D6 é a sigla do visto mais procurado, aquele que permite à imprensa trabalhar em Cuba. Normalmente pode demorar até 21 dias a ser atribuído. Mas admitem ser mais rápidos em situações excepcionais.

Os colegas da France 3 foram dos primeiros a conseguir. Chegaram no sábado à noite, sairam daqui antes da hora de almoço desta segunda-feira.

Giovanni Bello, repórter fotográfico do Folha de São Paulo, chegou a Havana para passar férias no dia em que anunciaram a morte de Fidel.
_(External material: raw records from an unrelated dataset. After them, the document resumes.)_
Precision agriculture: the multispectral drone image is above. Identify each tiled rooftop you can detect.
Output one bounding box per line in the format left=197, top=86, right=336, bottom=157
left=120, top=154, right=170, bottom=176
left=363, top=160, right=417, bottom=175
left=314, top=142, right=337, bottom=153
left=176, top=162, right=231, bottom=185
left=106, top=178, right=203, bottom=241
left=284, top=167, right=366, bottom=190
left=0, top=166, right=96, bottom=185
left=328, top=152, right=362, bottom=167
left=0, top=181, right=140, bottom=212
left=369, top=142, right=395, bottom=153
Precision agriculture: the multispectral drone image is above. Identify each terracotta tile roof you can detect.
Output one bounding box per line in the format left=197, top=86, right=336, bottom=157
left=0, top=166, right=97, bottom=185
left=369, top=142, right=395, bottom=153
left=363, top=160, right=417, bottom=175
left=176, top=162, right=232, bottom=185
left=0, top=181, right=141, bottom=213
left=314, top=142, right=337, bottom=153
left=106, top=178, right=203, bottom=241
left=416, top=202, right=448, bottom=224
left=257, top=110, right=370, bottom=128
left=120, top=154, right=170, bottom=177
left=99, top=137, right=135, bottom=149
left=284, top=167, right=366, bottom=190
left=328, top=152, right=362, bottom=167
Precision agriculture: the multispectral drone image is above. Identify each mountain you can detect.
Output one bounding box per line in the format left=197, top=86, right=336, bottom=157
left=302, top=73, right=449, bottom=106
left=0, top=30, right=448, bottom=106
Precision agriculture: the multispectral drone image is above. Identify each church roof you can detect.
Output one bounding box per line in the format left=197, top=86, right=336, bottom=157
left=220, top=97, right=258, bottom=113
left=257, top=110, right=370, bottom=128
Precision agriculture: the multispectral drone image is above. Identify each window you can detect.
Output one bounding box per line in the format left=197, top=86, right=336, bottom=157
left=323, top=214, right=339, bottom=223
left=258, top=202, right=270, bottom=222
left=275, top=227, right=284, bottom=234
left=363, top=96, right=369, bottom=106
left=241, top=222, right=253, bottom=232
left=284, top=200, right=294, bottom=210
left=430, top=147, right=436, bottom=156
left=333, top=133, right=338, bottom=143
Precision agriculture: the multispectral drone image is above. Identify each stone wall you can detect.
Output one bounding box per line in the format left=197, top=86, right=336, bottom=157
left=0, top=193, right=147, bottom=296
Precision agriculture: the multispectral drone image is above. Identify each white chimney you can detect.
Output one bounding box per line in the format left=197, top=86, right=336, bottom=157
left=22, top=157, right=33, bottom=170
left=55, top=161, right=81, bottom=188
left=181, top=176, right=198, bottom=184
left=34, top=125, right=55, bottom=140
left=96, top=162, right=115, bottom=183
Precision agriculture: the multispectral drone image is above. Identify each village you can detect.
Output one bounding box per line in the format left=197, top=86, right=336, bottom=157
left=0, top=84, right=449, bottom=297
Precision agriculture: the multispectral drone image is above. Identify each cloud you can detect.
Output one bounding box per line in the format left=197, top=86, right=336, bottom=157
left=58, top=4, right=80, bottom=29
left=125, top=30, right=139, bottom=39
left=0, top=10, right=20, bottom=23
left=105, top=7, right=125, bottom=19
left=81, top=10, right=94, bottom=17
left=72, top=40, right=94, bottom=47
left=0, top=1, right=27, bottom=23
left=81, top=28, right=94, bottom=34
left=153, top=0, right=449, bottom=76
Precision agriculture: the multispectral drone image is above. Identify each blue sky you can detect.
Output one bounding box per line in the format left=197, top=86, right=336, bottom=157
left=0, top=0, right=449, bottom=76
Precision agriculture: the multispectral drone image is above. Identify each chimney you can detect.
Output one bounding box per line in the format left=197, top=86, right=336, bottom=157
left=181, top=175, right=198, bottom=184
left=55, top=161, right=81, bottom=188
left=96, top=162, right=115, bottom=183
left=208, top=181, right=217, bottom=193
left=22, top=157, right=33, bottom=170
Desde então continua aqui a tentar trocar o visto de turista pelo de imprensa. "Estou com pouco dinheiro e sem equipamento. Mas não vou desistir. Sou novo no trabalho, esta é uma oportunidade boa para mim, vou aproveitar." Boa sorte, dizem os jornalistas da Irlanda, do Chile, dos Estados Unidos, do Haiti, do Canadá, de Espanha, da Suíça, do México ou do Reino Unido.

O mundo aterrou de repente nas mãos dos funcionários do Centro de Imprensa. Apesar de cansados, eles sorriem e respiram fundo para não se perderem na confusão de jornalistas que estendem a mão e falam uns por cima dos outros para tentar safar-se mais depressa. "Tem de esperar, a minha colega já vem".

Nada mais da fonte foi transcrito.